Virginia Pérez Buendía, the last in a long line of flour makers from the small town of Valverde de Júcar, in the province of Cuenca, has left her fortune to the young people of the town, so that they can all complete their studies.
Buendía, who never married and had no nieces or nephews, died aged 86-years-old in her Madrid apartment. Her body lay undiscovered for a month, until her flat was broken into after authorities obtained a judicial order. The flat has remained sealed off as the cause of death is investigated; authorities suspect Buendía died of a heart-attack.
"It was a huge surprise", Pedro Esteso, mayor of Valverde de Júcar told Spanish daily ABC, of Buendía’s gift to the young people of the town.
The old lady bequeathed her entire inheritance to the young people from poorer families who had good academic records, so that they would not miss out on furthering their studies.

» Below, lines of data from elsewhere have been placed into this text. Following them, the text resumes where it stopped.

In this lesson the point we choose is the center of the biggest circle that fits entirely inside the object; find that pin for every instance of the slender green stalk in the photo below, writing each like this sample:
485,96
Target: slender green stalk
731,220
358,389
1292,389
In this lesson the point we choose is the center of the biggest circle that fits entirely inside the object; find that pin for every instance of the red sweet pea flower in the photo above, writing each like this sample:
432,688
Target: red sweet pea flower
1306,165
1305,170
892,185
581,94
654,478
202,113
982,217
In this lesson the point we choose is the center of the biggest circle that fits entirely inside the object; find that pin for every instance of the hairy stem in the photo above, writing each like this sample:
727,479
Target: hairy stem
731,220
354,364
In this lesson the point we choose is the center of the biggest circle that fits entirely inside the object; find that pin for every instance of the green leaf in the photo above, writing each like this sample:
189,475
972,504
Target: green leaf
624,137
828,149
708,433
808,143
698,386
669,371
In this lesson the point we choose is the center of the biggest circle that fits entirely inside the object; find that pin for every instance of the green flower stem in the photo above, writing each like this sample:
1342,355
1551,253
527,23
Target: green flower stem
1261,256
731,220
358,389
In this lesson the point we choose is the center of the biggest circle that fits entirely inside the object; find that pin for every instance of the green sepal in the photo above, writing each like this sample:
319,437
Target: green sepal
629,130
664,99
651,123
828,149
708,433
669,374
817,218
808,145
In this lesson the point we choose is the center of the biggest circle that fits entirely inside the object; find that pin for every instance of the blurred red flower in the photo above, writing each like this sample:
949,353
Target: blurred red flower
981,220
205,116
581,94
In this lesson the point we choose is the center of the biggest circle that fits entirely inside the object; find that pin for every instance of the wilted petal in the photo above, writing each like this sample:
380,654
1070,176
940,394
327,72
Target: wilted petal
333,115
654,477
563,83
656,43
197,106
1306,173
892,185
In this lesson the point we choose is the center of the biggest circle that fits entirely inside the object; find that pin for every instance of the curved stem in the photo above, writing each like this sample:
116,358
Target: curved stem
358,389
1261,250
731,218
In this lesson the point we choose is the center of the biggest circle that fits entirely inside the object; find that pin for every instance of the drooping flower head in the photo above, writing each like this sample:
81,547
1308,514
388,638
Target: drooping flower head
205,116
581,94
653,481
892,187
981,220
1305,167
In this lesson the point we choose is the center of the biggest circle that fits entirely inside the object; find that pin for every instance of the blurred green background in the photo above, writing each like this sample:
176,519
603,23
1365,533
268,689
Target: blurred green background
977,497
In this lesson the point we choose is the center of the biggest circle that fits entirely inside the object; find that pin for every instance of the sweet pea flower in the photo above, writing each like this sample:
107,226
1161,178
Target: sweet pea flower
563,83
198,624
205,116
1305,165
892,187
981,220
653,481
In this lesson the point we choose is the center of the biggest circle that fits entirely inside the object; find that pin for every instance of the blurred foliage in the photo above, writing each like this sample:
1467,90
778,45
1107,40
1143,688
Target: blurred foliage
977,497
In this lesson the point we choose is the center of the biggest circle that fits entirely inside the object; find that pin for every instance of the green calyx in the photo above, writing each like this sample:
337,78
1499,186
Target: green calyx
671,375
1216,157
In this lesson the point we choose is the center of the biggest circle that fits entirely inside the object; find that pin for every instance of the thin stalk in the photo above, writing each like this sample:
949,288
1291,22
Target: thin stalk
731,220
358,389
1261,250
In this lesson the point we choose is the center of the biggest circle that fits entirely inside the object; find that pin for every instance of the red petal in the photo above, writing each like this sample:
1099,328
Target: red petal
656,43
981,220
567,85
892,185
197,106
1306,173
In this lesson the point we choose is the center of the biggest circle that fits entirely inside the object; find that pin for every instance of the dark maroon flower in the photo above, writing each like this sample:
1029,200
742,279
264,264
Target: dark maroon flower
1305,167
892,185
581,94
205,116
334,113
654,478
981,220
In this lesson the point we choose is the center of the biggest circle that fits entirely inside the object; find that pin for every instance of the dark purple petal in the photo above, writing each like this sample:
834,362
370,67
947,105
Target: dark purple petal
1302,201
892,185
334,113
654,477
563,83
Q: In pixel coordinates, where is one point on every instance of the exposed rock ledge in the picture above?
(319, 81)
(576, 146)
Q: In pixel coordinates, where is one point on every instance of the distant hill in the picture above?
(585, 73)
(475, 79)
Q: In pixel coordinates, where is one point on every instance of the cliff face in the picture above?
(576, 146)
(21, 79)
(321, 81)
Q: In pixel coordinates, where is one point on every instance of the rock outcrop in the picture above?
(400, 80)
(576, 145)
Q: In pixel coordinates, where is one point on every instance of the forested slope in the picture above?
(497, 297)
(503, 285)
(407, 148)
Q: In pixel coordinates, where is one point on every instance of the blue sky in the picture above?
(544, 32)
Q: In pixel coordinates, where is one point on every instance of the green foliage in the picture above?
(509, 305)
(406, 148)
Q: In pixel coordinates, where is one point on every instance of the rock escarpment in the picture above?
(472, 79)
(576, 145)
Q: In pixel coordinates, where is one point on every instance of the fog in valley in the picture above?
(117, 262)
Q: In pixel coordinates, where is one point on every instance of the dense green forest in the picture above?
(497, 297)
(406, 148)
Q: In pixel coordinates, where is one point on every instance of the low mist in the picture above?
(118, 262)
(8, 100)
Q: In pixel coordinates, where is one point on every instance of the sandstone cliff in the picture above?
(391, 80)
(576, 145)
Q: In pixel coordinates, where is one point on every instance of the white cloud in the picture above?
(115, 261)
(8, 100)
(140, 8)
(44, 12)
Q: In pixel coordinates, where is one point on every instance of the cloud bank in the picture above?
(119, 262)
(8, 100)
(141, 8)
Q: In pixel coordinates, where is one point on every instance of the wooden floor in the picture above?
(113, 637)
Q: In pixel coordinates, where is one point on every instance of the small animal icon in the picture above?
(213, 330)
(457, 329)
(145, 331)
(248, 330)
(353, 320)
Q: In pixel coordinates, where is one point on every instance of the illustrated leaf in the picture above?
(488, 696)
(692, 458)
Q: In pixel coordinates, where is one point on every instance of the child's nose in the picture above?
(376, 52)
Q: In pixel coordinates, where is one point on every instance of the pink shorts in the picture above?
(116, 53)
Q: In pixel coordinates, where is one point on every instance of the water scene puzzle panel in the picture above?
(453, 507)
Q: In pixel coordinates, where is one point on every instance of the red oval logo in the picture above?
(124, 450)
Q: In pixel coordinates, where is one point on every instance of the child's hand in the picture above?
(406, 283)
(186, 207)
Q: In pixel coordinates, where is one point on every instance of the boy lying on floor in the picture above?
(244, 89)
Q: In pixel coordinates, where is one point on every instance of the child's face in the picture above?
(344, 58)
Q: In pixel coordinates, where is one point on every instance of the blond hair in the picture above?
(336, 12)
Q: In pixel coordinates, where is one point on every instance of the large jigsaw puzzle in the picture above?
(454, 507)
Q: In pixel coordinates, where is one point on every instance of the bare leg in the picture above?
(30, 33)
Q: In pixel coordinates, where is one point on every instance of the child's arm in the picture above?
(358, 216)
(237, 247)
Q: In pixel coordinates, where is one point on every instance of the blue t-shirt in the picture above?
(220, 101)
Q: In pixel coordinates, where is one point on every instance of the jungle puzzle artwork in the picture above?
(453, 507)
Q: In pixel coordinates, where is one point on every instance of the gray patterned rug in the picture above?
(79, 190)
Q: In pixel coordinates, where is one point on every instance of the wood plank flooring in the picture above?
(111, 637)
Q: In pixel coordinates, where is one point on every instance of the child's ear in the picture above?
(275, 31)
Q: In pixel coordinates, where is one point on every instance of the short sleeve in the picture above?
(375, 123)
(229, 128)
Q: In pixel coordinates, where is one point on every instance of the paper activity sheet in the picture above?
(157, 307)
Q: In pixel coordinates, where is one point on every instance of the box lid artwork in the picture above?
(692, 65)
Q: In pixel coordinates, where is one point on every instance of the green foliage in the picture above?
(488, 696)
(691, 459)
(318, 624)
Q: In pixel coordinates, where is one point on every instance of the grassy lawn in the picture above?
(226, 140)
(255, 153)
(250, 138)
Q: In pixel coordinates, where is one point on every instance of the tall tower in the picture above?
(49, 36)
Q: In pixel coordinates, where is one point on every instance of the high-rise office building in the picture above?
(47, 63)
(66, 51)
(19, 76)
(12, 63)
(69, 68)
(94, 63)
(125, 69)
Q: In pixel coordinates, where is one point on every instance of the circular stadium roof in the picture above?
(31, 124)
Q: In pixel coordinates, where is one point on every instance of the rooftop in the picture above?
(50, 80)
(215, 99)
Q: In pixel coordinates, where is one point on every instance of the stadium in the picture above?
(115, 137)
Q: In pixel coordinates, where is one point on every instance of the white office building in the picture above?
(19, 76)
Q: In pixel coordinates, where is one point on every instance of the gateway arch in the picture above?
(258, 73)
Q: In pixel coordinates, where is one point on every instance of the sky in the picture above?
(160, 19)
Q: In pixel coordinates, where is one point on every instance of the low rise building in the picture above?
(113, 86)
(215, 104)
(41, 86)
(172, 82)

Buendía started a foundation in her own name, to which she left the vast majority of her fortune. While the inhabitants of the town are still unsure about who exactly qualifies for a grant from the foundation – one of the hundred-or-so students currently studying in the town or one of the 80 students away at university in different towns – they cannot believe the generosity Buendía exhibited.
By all accounts, she was a solitary and modest figure, driving an old Land Rover and rarely engaging in small talk with neighbours.
"But she showed she has a big heart," the town’s mayor said, "she thought of the future of the town."